See, on Friday I was put through an unofficial sort of test. I was given an unclear task with a specific result. Unfortunately I didn't really understand what I was supposed to do until nearly 430pm. Then I spent the next hour on the phone with an idiot.
Seriously.
I didn't know it was possible for someone that stupid to be a project manager. Here's some advice to future business owners that deal in construction. Don't lien a project unless you're absolutely sure that they owe you money. Then, when the lowly coordinator calls you and wants to go through the account, know enough about it to talk intelligently about the project to her. And you absolutely must not treat her like an idiot because she is a lowly coordinator (or female).
I hate being called Hon.
Then don't proceed to spend another day insisting that you're owed money that will be covered by the excess remaining in the contract. Don't be a greedy bastard. Don't insinuate that the lowly coordinator's boss is dishonest. Don't threaten to hold your lien unless you talk to the project manager.
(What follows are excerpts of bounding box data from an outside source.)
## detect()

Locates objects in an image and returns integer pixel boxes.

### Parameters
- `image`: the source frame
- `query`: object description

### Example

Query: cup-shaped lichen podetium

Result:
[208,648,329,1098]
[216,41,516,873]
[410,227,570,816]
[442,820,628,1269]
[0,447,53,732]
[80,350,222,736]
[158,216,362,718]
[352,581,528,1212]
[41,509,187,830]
If you really want your money, know your numbers.
The upside of this story is that my supervisor (the project manager) thanked me for the work I did on Friday. I spent the weekend in a funk feeling like I failed him--which drives me absolutely bonkers. If it weren't for
eillwony, who is probably the best pseudo-sister I'll ever have, and
zantastic, who is definitely the best brother I'll ever have, I might have seriously considered quitting.
It is people like them and my religious faith that really hold my life together. They are the straps that hold me in place on this nasty rollar coaster I call life. Even though today was hard, I was able to shoulder it and I know that I'll be able to do the same tomorrow.
Of course, tomorrow should be easier--my supervisor is going to be out of the office.